この物語には、ミドリ(片桐はいり)とマサコ(もたいまさこ)という、あと二人の日本人女性が登場する。二人とも、ひとりでふらりとフィンランドにやってきて、いつ帰るとも決めておらず、偶然に知り合ったサチエの「かもめ食堂」を手伝いながら毎日を過ごす。これもまた、人生の中で贅沢な時間の使い方だと思った。スケジュールを決めず、現地でのゆったりとした生活に身をゆだねて過ごす日々。私も出来ることならそんな旅がしてみたい。
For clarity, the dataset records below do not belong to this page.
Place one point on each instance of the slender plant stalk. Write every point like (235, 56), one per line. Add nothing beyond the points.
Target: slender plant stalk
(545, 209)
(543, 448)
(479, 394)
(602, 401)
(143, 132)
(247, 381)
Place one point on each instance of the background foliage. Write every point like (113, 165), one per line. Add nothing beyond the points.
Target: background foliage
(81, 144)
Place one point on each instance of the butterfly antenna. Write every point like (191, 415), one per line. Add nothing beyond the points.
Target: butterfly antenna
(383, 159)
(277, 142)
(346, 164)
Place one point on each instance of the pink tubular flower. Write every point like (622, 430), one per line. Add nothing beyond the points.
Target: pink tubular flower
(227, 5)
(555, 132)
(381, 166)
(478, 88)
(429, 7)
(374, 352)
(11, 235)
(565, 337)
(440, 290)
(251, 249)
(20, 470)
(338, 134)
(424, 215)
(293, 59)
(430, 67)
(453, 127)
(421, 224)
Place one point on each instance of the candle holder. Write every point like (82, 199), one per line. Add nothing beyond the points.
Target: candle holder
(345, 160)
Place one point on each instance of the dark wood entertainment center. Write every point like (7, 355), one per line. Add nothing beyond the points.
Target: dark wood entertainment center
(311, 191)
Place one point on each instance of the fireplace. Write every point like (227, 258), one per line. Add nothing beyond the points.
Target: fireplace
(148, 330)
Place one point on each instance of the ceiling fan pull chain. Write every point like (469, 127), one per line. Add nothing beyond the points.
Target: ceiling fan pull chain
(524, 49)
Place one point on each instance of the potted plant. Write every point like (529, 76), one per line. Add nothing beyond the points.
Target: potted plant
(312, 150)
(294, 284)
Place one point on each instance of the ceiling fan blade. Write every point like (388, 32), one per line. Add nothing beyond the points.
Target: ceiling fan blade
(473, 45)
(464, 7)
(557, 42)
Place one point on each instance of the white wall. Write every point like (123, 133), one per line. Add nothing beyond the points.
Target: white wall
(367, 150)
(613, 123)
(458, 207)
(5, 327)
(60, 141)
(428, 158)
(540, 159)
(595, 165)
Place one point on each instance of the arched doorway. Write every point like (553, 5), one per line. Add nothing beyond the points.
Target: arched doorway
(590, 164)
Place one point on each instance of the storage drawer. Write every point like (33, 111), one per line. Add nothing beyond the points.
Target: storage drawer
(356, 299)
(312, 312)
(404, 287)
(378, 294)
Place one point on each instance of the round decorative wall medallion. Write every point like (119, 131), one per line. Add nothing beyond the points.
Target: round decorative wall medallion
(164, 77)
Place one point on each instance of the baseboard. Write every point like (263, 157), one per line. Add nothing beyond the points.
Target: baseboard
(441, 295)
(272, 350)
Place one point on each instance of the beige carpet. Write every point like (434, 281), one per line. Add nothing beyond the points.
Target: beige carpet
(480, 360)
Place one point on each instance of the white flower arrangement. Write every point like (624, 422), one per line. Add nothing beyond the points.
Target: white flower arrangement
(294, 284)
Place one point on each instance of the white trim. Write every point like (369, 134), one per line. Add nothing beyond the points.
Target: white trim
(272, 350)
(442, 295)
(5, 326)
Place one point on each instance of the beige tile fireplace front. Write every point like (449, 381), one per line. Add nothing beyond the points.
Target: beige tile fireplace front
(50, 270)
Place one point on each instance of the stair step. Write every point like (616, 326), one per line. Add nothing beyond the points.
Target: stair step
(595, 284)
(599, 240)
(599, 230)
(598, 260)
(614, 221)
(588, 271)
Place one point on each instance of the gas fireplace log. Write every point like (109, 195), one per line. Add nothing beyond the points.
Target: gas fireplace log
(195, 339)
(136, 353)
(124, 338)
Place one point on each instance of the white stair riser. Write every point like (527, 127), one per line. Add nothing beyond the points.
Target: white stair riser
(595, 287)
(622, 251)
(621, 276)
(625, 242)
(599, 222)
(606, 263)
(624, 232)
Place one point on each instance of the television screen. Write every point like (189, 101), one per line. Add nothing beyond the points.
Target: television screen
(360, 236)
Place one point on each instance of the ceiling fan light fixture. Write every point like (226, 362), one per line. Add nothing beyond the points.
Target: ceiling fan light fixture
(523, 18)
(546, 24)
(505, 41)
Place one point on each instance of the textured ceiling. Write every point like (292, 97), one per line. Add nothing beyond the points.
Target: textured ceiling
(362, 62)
物語の中では、40歳を過ぎたであろうこの三人の女性たちの、フィンランドに来る前の日本での暮らしは深く語られていない。でも、やはり今の私のように、日本での生活に何らかのストレスを感じ、スローライフを求めてフィンランドにやってきたのだろうということは、およその想像がつく。スローライフを楽しむ彼女たちの姿には「何か」を振り切った潔さが感じられた。私には振り切る勇気がない。彼女たちの潔さとフィンランドが生み出した「ゆとり」の生活が、心から羨ましいと感じられた作品だった。